Et si les tournepierres ne sont pas autant menacés que d'autres oiseaux de rivage, leur population a également diminué et est estimée aujourd'hui à 300.000 individus sur le continent. Parmi eux, seuls quelques centaines ou quelques milliers passent l'"hiver" sur la côte uruguayenne.
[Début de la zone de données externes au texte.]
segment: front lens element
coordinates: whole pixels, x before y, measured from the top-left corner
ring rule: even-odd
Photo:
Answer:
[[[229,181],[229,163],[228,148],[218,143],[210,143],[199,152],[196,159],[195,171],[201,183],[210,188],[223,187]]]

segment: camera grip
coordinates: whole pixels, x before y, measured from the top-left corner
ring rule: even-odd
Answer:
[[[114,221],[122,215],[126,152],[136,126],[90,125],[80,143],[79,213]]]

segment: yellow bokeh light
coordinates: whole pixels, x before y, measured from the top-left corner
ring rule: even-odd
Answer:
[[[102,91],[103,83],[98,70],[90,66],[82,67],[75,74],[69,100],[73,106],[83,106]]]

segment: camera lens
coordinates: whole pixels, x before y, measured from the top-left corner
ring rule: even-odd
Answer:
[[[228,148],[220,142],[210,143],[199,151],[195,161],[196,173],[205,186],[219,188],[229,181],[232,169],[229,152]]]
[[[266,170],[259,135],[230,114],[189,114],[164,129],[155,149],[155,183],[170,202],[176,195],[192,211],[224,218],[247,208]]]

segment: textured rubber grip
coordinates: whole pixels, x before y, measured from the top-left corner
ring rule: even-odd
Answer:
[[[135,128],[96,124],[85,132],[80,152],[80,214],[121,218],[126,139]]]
D'autres préférant le sud du Brésil, ou, plus au sud encore, la côte argentine.
Les scientifiques affirment également que les oiseaux migrateurs à longue distance ont des lieux d'hivernage favoris et font preuve d'une grande fidélité en y revenant année après année, comme c'est le cas de 2TK.
L'Uruguay et ses nombreuses lagunes côtières rend les côtes "très productives d'un point de vue alimentaire" pour les oiseaux de rivage, explique M. Azpiroz.
Voilà pourquoi 2TK aurait déjà parcouru près de 350.000 km au cours de sa vie, soit l'équivalent de neuf fois le tour de la Terre, un exploit incroyable pour un oiseau d'à peine plus de 20 centimètres.
Les mécanismes physiologiques et neurologiques sophistiqués permettant de se repérer avec une telle précision après des milliers de kilomètres parcourus en plusieurs semaines de vol sont encore à l'étude.
Les ornithologues uruguayens aiment à penser qu'il y a aussi quelque chose qui s'apparente à l'amour dans la fidélité de 2TK avec Punta del Este.